I have high hopes for Filipino NLP.

Three years ago, I didn’t have any involvement in the Filipino NLP space. It just so happened that I was the only Filipino in the spaCy team1, and despite that, there’s no Tagalog language support in the library. Perhaps it was nice to represent: it felt like I was alone in a grocery aisle and I spotted a cereal box on the floor. I’m already there, I’m quite capable, so why not pick it up?

Fortunately, I realized that I wasn’t alone. I still remember cold-emailing Blaise and sharing initial results of an NER pipeline (which soon became a core component of calamanCy). Through him, I got connected with Joseph, whose works I’ve been reading for quite a while. I still remember us meeting in person back in 2023, and I guess the rest is history!

Fast-forward to 2025, across many life events and other collaborations, I also met Ely and Conner through cold emails. We started with an annotation project that didn’t really materialize, but we pivoted into a more impactful project on language model evaluation. That project soon turned into FilBench, and together with Joseph and Blaise, it was published in EMNLP Main!

I know it’s confusing to call both the evaluation benchmark and this collective as FilBench,2 though I find it quite apt (and fortuitous if I may add!). Back in my undergrad, I remember the idea of “org benches” where people hang out to do work. There was something special about having a designated bench, where people could gather, plan, and collaborate. That’s what I think FilBench represents: a bench for Filipino NLP researchers to call home.
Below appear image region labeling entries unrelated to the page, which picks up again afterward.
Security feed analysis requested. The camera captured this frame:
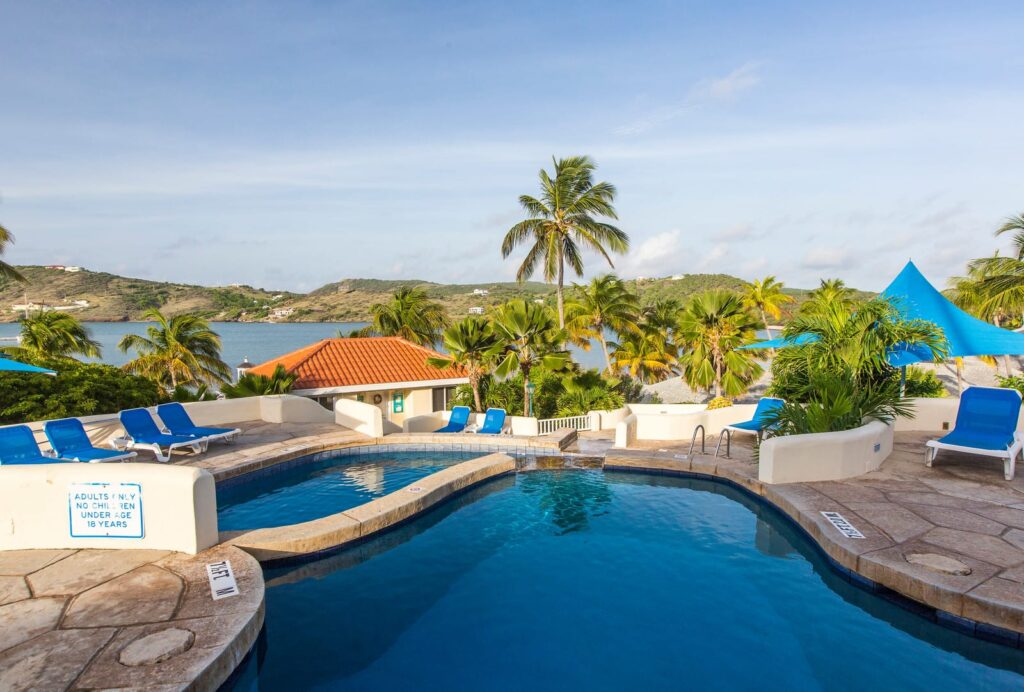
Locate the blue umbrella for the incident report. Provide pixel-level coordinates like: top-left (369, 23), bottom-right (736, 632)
top-left (0, 356), bottom-right (56, 375)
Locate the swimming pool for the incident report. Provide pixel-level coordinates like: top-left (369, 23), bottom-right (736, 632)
top-left (226, 470), bottom-right (1024, 690)
top-left (217, 449), bottom-right (485, 531)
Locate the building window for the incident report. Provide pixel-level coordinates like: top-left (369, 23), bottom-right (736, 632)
top-left (431, 387), bottom-right (455, 410)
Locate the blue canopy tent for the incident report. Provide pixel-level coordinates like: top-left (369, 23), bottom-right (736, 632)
top-left (0, 355), bottom-right (56, 375)
top-left (740, 261), bottom-right (1024, 388)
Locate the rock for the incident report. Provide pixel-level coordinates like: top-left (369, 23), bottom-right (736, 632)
top-left (118, 628), bottom-right (196, 666)
top-left (904, 553), bottom-right (973, 576)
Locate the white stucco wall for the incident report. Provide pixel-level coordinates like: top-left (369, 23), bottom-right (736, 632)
top-left (758, 421), bottom-right (893, 483)
top-left (0, 464), bottom-right (218, 554)
top-left (335, 399), bottom-right (385, 437)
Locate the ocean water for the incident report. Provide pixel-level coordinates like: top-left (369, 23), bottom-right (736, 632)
top-left (0, 322), bottom-right (604, 371)
top-left (233, 471), bottom-right (1024, 692)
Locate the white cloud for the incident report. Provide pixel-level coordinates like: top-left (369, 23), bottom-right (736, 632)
top-left (616, 228), bottom-right (683, 276)
top-left (800, 247), bottom-right (853, 269)
top-left (614, 62), bottom-right (761, 136)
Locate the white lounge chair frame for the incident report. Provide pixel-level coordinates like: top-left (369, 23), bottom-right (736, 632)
top-left (925, 432), bottom-right (1024, 480)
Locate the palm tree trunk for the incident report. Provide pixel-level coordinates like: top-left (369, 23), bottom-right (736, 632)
top-left (556, 256), bottom-right (565, 330)
top-left (519, 365), bottom-right (529, 418)
top-left (597, 330), bottom-right (611, 375)
top-left (469, 373), bottom-right (483, 413)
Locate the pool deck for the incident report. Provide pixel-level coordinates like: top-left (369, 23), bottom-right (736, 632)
top-left (0, 546), bottom-right (263, 690)
top-left (605, 432), bottom-right (1024, 647)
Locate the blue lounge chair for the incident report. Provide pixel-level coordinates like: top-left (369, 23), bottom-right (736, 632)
top-left (120, 408), bottom-right (209, 462)
top-left (0, 425), bottom-right (68, 466)
top-left (43, 418), bottom-right (136, 462)
top-left (476, 408), bottom-right (506, 435)
top-left (725, 396), bottom-right (785, 440)
top-left (926, 387), bottom-right (1024, 480)
top-left (434, 406), bottom-right (469, 432)
top-left (157, 401), bottom-right (242, 441)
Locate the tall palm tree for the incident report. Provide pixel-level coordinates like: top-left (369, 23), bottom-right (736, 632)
top-left (677, 291), bottom-right (762, 397)
top-left (118, 309), bottom-right (231, 390)
top-left (427, 317), bottom-right (500, 412)
top-left (611, 326), bottom-right (676, 384)
top-left (351, 286), bottom-right (449, 346)
top-left (0, 225), bottom-right (26, 283)
top-left (743, 276), bottom-right (794, 339)
top-left (565, 274), bottom-right (640, 373)
top-left (3, 312), bottom-right (100, 358)
top-left (502, 157), bottom-right (630, 329)
top-left (493, 300), bottom-right (571, 416)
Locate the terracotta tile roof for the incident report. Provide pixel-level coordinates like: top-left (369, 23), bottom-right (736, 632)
top-left (249, 337), bottom-right (466, 389)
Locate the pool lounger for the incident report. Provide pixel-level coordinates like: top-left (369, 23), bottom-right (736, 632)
top-left (43, 418), bottom-right (136, 463)
top-left (925, 387), bottom-right (1024, 480)
top-left (157, 402), bottom-right (242, 442)
top-left (120, 408), bottom-right (210, 462)
top-left (0, 425), bottom-right (72, 466)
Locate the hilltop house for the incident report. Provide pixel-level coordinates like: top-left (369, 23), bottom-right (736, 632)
top-left (248, 337), bottom-right (469, 425)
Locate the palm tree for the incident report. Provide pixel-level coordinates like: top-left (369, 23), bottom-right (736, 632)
top-left (427, 317), bottom-right (500, 412)
top-left (743, 276), bottom-right (794, 339)
top-left (350, 286), bottom-right (449, 346)
top-left (772, 298), bottom-right (945, 403)
top-left (220, 364), bottom-right (298, 399)
top-left (118, 309), bottom-right (230, 391)
top-left (641, 298), bottom-right (683, 336)
top-left (677, 291), bottom-right (762, 398)
top-left (3, 312), bottom-right (100, 358)
top-left (493, 300), bottom-right (570, 416)
top-left (565, 274), bottom-right (640, 373)
top-left (0, 225), bottom-right (26, 283)
top-left (611, 326), bottom-right (676, 384)
top-left (502, 157), bottom-right (630, 329)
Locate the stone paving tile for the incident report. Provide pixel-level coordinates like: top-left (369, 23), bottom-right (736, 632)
top-left (0, 628), bottom-right (116, 690)
top-left (846, 503), bottom-right (935, 543)
top-left (28, 550), bottom-right (170, 596)
top-left (0, 551), bottom-right (75, 576)
top-left (922, 526), bottom-right (1024, 567)
top-left (0, 576), bottom-right (32, 605)
top-left (61, 565), bottom-right (184, 628)
top-left (0, 598), bottom-right (66, 651)
top-left (905, 504), bottom-right (1007, 535)
top-left (857, 542), bottom-right (999, 615)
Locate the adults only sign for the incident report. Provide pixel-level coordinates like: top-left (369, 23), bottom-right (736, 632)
top-left (68, 483), bottom-right (144, 538)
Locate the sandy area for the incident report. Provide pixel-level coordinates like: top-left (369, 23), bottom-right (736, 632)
top-left (644, 356), bottom-right (1024, 403)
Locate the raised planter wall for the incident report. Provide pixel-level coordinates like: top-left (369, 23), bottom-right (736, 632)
top-left (758, 421), bottom-right (893, 483)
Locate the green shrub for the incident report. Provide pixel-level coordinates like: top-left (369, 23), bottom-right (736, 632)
top-left (0, 358), bottom-right (162, 424)
top-left (903, 367), bottom-right (948, 398)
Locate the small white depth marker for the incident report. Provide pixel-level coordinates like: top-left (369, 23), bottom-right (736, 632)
top-left (821, 512), bottom-right (864, 538)
top-left (206, 560), bottom-right (241, 601)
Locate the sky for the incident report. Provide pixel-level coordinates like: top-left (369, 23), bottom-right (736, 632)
top-left (0, 0), bottom-right (1024, 291)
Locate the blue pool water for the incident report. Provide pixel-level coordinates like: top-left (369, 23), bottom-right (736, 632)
top-left (233, 471), bottom-right (1024, 691)
top-left (217, 451), bottom-right (481, 531)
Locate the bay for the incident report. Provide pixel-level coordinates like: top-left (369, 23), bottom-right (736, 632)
top-left (0, 322), bottom-right (604, 373)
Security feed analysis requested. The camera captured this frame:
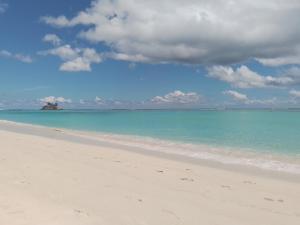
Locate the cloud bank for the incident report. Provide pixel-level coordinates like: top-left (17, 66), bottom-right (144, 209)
top-left (207, 65), bottom-right (300, 88)
top-left (40, 96), bottom-right (72, 104)
top-left (151, 90), bottom-right (201, 104)
top-left (41, 0), bottom-right (300, 66)
top-left (39, 45), bottom-right (102, 72)
top-left (0, 50), bottom-right (33, 63)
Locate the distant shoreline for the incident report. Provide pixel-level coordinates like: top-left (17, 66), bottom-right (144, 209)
top-left (0, 120), bottom-right (300, 181)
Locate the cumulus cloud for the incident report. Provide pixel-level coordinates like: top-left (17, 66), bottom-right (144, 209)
top-left (207, 65), bottom-right (300, 88)
top-left (289, 90), bottom-right (300, 98)
top-left (43, 34), bottom-right (62, 46)
top-left (0, 0), bottom-right (8, 14)
top-left (151, 90), bottom-right (201, 104)
top-left (95, 96), bottom-right (105, 105)
top-left (39, 45), bottom-right (102, 72)
top-left (41, 0), bottom-right (300, 65)
top-left (0, 50), bottom-right (33, 63)
top-left (40, 96), bottom-right (72, 104)
top-left (223, 90), bottom-right (279, 106)
top-left (223, 90), bottom-right (249, 102)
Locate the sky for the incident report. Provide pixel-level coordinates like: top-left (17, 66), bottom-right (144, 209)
top-left (0, 0), bottom-right (300, 109)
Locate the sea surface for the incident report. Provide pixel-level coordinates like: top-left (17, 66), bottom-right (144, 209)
top-left (0, 110), bottom-right (300, 174)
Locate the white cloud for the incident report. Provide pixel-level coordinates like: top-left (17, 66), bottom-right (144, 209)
top-left (95, 96), bottom-right (105, 105)
top-left (289, 90), bottom-right (300, 98)
top-left (41, 0), bottom-right (300, 65)
top-left (39, 45), bottom-right (102, 72)
top-left (223, 90), bottom-right (278, 106)
top-left (0, 0), bottom-right (8, 14)
top-left (223, 90), bottom-right (249, 102)
top-left (151, 90), bottom-right (201, 104)
top-left (43, 34), bottom-right (62, 46)
top-left (0, 50), bottom-right (33, 63)
top-left (208, 65), bottom-right (300, 88)
top-left (40, 96), bottom-right (72, 104)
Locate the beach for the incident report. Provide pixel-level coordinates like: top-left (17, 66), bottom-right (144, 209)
top-left (0, 121), bottom-right (300, 225)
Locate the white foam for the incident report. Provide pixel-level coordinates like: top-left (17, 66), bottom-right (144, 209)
top-left (78, 133), bottom-right (300, 174)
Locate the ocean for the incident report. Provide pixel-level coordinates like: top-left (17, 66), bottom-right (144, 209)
top-left (0, 110), bottom-right (300, 173)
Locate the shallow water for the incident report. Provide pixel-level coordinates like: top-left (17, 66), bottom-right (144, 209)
top-left (0, 110), bottom-right (300, 157)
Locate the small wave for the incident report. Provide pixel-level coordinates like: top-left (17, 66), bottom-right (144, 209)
top-left (78, 133), bottom-right (300, 174)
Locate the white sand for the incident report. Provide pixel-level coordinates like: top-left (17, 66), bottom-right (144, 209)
top-left (0, 123), bottom-right (300, 225)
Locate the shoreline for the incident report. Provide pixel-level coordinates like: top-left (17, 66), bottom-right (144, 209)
top-left (0, 120), bottom-right (300, 182)
top-left (0, 118), bottom-right (300, 225)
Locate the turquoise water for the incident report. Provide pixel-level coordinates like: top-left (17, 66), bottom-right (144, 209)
top-left (0, 110), bottom-right (300, 156)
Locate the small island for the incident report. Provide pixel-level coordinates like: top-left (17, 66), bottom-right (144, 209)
top-left (41, 102), bottom-right (63, 110)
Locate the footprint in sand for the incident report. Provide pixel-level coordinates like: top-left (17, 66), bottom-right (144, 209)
top-left (180, 177), bottom-right (194, 182)
top-left (264, 197), bottom-right (274, 202)
top-left (221, 185), bottom-right (231, 189)
top-left (243, 180), bottom-right (256, 184)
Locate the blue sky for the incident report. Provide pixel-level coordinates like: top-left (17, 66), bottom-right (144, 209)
top-left (0, 0), bottom-right (300, 108)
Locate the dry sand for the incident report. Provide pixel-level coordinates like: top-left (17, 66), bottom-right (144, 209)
top-left (0, 123), bottom-right (300, 225)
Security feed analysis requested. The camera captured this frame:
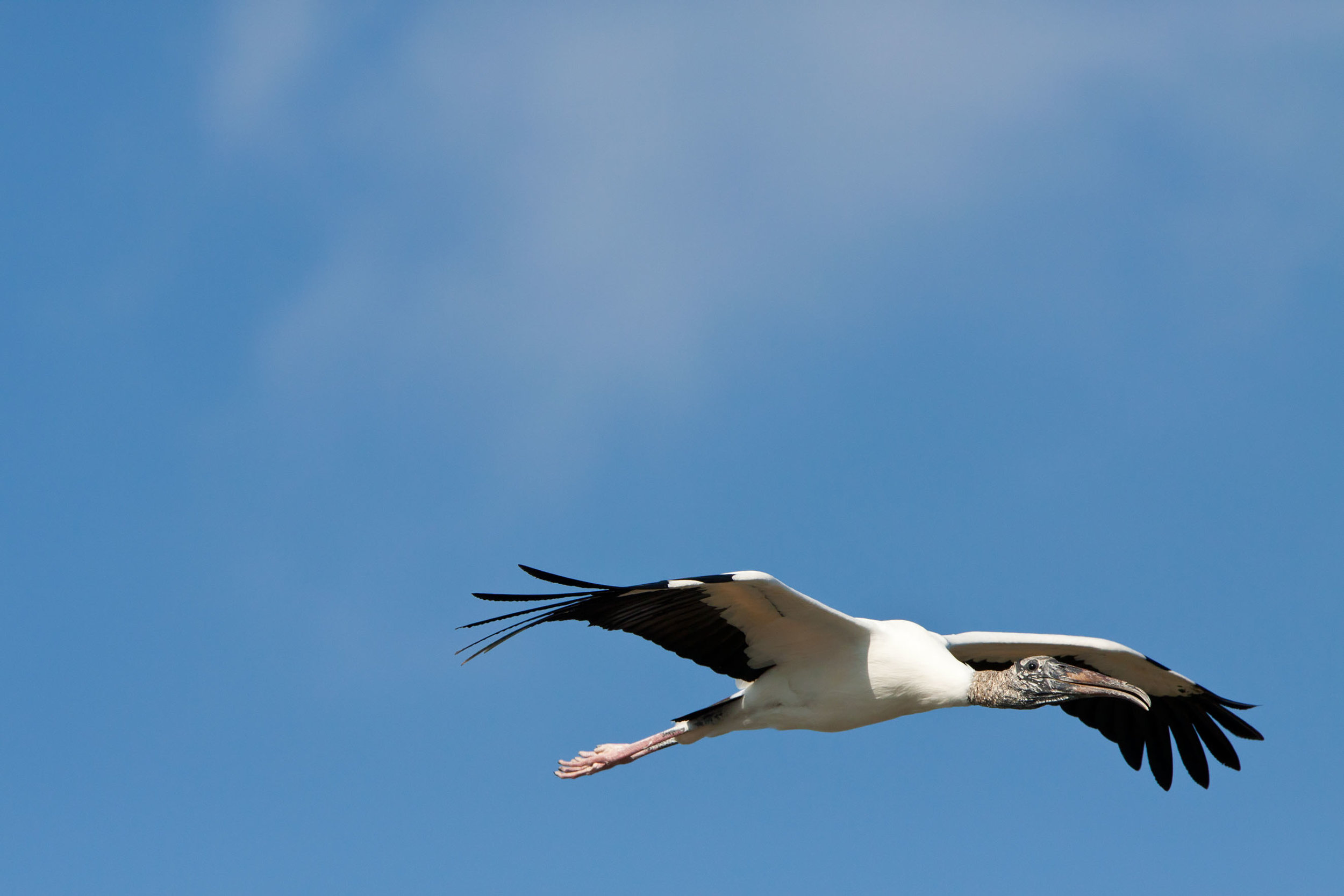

In my FilBench-Eval blog post, I mentioned that hopefully next time there will be more of us. I’m happy to see it come into fruition: our first meeting to plan out our future projects had a nice turnout! Who would’ve thought that in just three years, there’s more than ten (!) people willing to collaborate with us. We also have a very chill Discord group with other Filipino NLP researchers.

This collective is not a non-profit, for-profit, or a research institute. We are PhD students, software engineers, enthusiasts who have shared interests in improving the state of Filipino NLP through open research, tools, and datasets. I’ve seen grassroots efforts worked well in other language communities such as Masakhane, SEACrowd, and IndoNLP— I believe it’s possible to do the same thing here. I hope the momentum continues.

Kaya, tara! Come sit with us at the FilBench!

  1. During the pre-LLM era, spaCy was very useful and popular in building linguistic processing pipelines for tasks such as named-entity recognition, dependency parsing, and classification. 

  2. I actually renamed all instances of the benchmark into FilBench-Eval just to lessen the confusion.